Suddenly we were barraged by neighbors with medical problems wanting me to `put my hands on them’, to cure everything from deafness to hammertoes.   Pregnant women wanted me to touch their bellies.    For a time, I feared I’d be trampled.

 

We had a tough time extricating ourselves from the scene that night, and for weeks thereafter we got calls from that neighborhood requesting an ambulance, but only if that `nice young man with `the hands would come. 

 

 

If you are wondering what in blue blazes this has to do with an influenza pandemic, consider that millions of people are going to begin to receive pandemic vaccines next month.  

 

Many of those recipients are going to be `high risk’ individuals, with comorbid conditions. A certain number of them are going to have a medical event; a heart attack, a stroke, a miscarriage, a seizure, an asthma attack . . . something, in the days and weeks following their vaccination.  

 

Overwhelmingly, the odds are that the vaccine will play no part in their illness, but many people will link the two anyway.   They won’t see it for the coincidence it is.

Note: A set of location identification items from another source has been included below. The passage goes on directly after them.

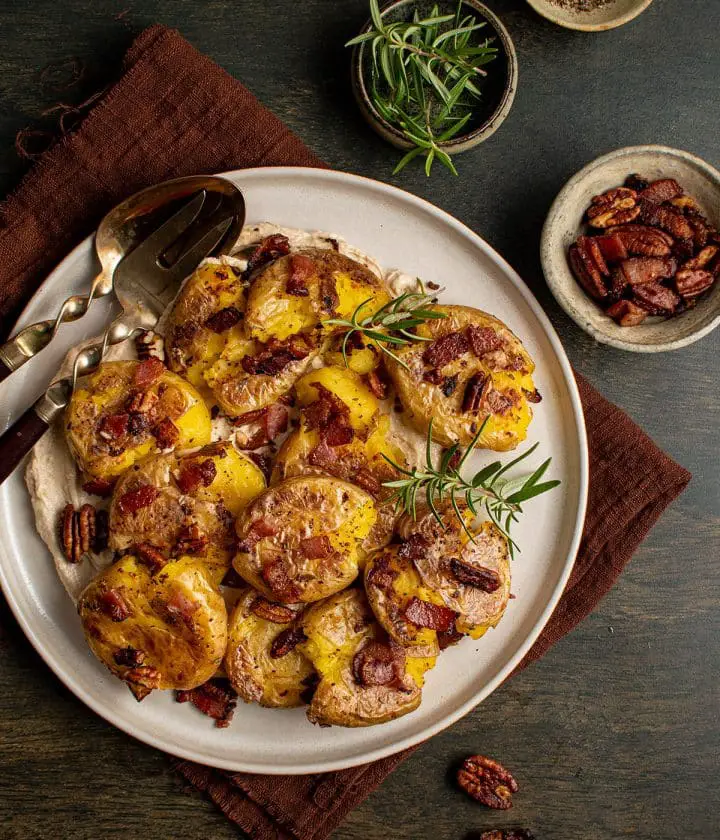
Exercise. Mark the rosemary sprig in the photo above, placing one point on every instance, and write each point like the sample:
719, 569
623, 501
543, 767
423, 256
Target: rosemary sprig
424, 77
397, 318
501, 497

Get a vaccine on Monday, and have a  miscarriage on Tuesday?  

 

It had to be the vaccine, right?


In the US, 2500 women miscarry each day.   Nearly 1 million women each year.    And that is without a pandemic vaccination program.    If we could vaccinate all of the pregnant women in the country today, tomorrow 2500 would still miscarry. 

 

And most would blame the vaccine.

 

Of course, there is no such thing as a completely benign drug.  And that includes flu vaccines.  

 

So doctors and scientists will be on the lookout for any signs that the pandemic vaccine is having adverse effects. But as they do, they must keep in mind the following statistics.

image

 

The much feared GBS (Guillain Barre Syndrome) afflicts more than 5,500 people each year.   If half the country takes the vaccine, then we could reasonably expect about 700 cases of GBS to develop in vaccine recipients within 90 days of their vaccination.

 

And that would have nothing to do with the vaccine.

 

The possibility exists, however, that this vaccine could produce adverse side effects.  And so it is important to monitor the number of cases of GBS, and miscarriages, and strokes among vaccine recipients so we could detect any changes in the pattern.

 

In July, I wrote a post called Flu Math where I compared the mortality rate of the much maligned 1976 swine flu vaccine with this H1N1 pandemic virus.  Even assuming a very low CFR (Case Fatality Ratio) for this virus, the odds overwhelmingly favor taking the vaccine.

 

But if you are uncomfortable with the idea of taking the vaccine, and would rather take your chances with the virus, I do understand. 

 

After all, despite knowing the odds, I still buy the occasional lottery ticket (Hope springs eternal).

 

I’m heartened to see that many of the mainstream press outlets are talking about these background rates of disease, and how we can’t automatically assume that adverse medical events are linked to getting the vaccine.  Hopefully those stories will continue to run as the vaccine is rolled out.

 

But I fully expect that some of the more `tabloid’ aspects of the media are going to try to link the vaccine to adverse medical events in order to draw viewers or sell papers.   

 

This is the scenario I wrote about in Public Health’s Biggest Pandemic Challenge, and what I worry about most with this vaccination program; that people will shun the vaccine because of undeserved bad publicity.

 

And should this vaccine should be shown to increase the incidence of  __________ (fill in the blank), that would still have to be put up against the costs of the virus.  

 

And right now, the swine flu virus is hospitalizing thousands of people each month here in the US, and killing hundreds.  Those numbers are only expected to climb.

 

Which makes my personal risk-reward analysis for taking the vaccine decidedly in favor of the jab.